Thermal burn prognosis
With burns of the III and IV degree, combined with burns of other localizations, it is possible to increase exhaustion, the development of sepsis, which can lead to the death of the victim.
They arise from the action of various substances that can cause a local inflammatory reaction, coagulation of proteins and even necrosis of tissues (acids, alkalis, salts of heavy metals). Chemical burns occur not only on the skin, but also on the mucous membrane of the oral cavity.
Three degrees of severity of tissue damage are distinguished depending on the exposure and concentration of the chemical agent.
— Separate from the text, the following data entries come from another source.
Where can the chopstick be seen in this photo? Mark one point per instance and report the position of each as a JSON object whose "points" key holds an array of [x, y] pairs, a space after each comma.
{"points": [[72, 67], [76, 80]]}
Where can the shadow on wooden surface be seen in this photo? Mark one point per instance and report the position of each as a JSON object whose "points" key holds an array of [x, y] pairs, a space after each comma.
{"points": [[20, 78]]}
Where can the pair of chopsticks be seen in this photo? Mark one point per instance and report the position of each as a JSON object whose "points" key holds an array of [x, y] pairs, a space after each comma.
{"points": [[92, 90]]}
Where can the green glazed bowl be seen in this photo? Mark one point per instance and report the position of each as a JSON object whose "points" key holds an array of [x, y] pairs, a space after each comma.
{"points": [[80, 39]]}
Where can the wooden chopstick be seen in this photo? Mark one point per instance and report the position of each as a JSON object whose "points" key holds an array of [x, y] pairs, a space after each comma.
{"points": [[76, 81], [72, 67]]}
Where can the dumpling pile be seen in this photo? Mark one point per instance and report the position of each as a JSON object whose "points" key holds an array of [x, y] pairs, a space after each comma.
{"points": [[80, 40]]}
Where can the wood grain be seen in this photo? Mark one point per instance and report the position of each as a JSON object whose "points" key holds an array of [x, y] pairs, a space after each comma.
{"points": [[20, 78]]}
In the third degree – dry (mummification) and wet necrosis. In addition to burns, some chemical agents cause general poisoning of the body.
Chemical burn treatment
Chemical substances are removed from the skin surface by abundant washing off with water or neutralization with appropriate means within 10-15 minutes. With delayed help, the duration of washing should be increased by 2-3 times. Further treatment is the same as with thermal burns.
Burns of the oral mucosa require gentle methods of therapy and a liquid diet. With a burn of the esophagus, patients need special treatment.
Tissue lesions by various physical and chemical active radiation.
Burns with ultraviolet rays (quartz, electric welding, voltaic arc, sunlight) are common, especially in the summer with the abuse of sunbathing. Burns of I and II degrees on the skin, as well as eye damage, are noted.
X-ray burns are characterized by deep biological disturbances and a severe general reaction, identical to those of burns caused by ionizing radiation.
Treatment comes down to lubricating the skin with some neutral fat.
They occur when a victim comes in contact with a high-voltage network, bare wires, faulty electrical appliances. In all these cases, the skin is particularly damaged.
The clinical picture. A sharp swelling of the tissues, the skin is dry, white-gray, visible signs of current, slight soreness, trophic disorders, slow regenerative processes. Depending on the severity of the process, dry necrosis of the lower jaw bone occurs, observed in the period from 2.5 to 4 months.